I should have known better than to think that I could sleep in this morning. It's been a while since I was here on a Sunday, apparently I forgot what that entails.
So as I said before, my mom's a religious fanatic. Actually, make that all-caps. FANATIC. Mormon fanatic. Maybe things wouldn't be so bad if it were a different religion. But it's not.
Sunday mornings, in her quest to get the kids out the door, my mom has always resorted to yelling at the kids. What a great way of starting off the day that's supposed to be spent reverently and with your family. So what happens when she yells at the kids? The kids yell back, of course. So the morning of acrimony begins. Once out the door, there will be more skirmishes, both in the car and once they get to church. She must like this, as this game has been going on for almost 20 years..
I'm sure none of this helped my feelings for the religious experience involved. I've known that since before I was 12 that the Mormon church wasn't for me. But that didn't stop my mom from trying. After I told her that I didn't believe the church anymore, she made me go until I graduated from high school. I think a lot of it involves looking like a good Mormon whose children go to church, like they "should." I've never really asked her, and I doubt that she'd give me a straight answer. I don't think she could admit it anyway.
In order to get me to do things with church, my mom resorted to bribery. All mormon kids (the good ones, anyway), go to what is called "seminary." No, this is not where we learned to become ministers. From ninth to twelfth grade, you're supposed to go to church at 6am to read the scriptures in an organized, classroom-like way. Every school day. You can imagine how gung-ho I was about this idea. The church was 20 minutes away, which meant that I had to get up at 515 to make it there. 5:15 am. As a fucking freshman in high school? You gotta be shittin' me. I still can't believe I did it.
Yes, I did it. My entire freshman year. Though it was a waste of my time, it did have its benefits. Well, one anyway. In order to bribe me into going to this bullshit, my mother bought me a CD player. A 5 disc Sony carousel CD changer, in fact. $200 for going to church every day. As Sally Struthers might say, that's only pennies per day. Too bad I lost all interest in going the subsequent years, maybe I could have put together a nice component system by the time I graduated high school.
The bribes didn't end there. And they only got worse.
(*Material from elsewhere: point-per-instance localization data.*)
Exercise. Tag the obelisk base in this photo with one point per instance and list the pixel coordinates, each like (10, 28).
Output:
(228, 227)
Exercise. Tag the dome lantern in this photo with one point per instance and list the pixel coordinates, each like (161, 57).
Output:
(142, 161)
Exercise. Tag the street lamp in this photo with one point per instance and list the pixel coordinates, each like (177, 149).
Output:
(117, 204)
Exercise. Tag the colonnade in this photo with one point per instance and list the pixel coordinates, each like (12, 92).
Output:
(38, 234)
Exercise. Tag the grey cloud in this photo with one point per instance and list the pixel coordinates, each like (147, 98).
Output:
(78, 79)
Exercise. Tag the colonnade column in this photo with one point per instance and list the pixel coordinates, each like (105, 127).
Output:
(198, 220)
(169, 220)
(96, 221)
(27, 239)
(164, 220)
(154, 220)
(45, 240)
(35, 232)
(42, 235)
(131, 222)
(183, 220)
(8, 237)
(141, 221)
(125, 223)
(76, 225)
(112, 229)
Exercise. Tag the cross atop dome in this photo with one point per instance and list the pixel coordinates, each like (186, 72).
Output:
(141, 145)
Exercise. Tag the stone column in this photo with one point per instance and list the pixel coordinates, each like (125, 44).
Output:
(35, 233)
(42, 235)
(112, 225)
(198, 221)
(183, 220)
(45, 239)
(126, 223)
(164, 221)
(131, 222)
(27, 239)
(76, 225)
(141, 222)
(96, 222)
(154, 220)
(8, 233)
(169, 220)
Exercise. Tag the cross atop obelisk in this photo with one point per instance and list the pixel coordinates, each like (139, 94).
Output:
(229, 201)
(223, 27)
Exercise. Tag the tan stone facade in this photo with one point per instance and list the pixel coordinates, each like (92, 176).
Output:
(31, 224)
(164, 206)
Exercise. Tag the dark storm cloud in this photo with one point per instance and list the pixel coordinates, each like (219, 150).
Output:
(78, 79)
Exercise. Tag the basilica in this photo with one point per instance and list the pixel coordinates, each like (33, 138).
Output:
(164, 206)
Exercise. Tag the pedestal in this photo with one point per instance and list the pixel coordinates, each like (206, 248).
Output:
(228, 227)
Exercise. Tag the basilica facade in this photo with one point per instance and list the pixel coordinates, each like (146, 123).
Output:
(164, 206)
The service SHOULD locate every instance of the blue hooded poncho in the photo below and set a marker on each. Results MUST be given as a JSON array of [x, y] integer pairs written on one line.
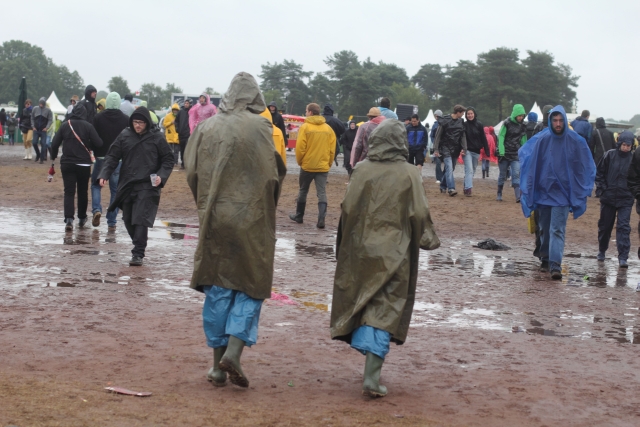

As a kid, we had chores to do. All of them got ignored except for washing dishes. We each got assigned 2 nights a week to wash dishes. And I got the shaft. My night was Sunday night, right after our inevitably large meal. Maybe my mom orchestrated this for her church bribery, or maybe I got assigned that night only because I was the oldest. Either way, it was a bad draw.
In the Mormon church, 16 year old boys bless the sacrament, which in the Mormon church consists of broken up white bread, and little cups of water. It's sad, but I can still remember part of the blessing:
"O God, the eternal father, we ask thee in the name of thy son, Jesus Christ, to bless and sanctify this [bread,water] to the souls of all those who [partake,drink] of it."
Can't remember the rest. Anyway, once I was 16, guess what the newest bribe was? If I would bless the sacrament, she would do my Sunday night dishes for me. How fucking unbelievable is that? She knew I didn't believe in the church, and yet she wanted me to bless the fucking sacrament? I still can't believe it.
Just because it was ludicrous doesn't mean I turned it down, though. I had to sit through the sacrament meeting either way, and I figured that I might as well get out of doing my dishes. So that's where you'd see me on Sundays. At the front of the meeting, waiting to give one of the blessings on the sacrament. The amusement didn't end there, though.
The mormon church services, including sunday school, run about 3 hours. Don't get me started on that. After giving the blessing, I frequently had adult mormons coming up to me in church and asking me whether I "prayed to have the spirit with me when I said the blessing." Shit, I didn't pray when I was giving the blessing. I just read the little card that they put in front of me.
When I was 16, I saw something in the Mormon church that was absolutely tragic. It's one of the things that completely broke the Mormon church in my eyes. There was a girl at church who was absolutely beautiful. Not altogether surprisingly, she got pregnant. I think the only reason that I know that is that I knew people who went to school with her. Because I never saw her at church. Ever. Shunned, that's what she was. At a time in her life when she needed people to support her, the church, ostensibly an organization for supporting people, not only wasn't there for her, but disowned her. It still pisses me off when I think about what they did to her. Religion aside, it wasn't right.
So I guess even though I am always awakened by fighting between my mom and someone on a Sunday morning, things could be worse.
I could actually be going to church.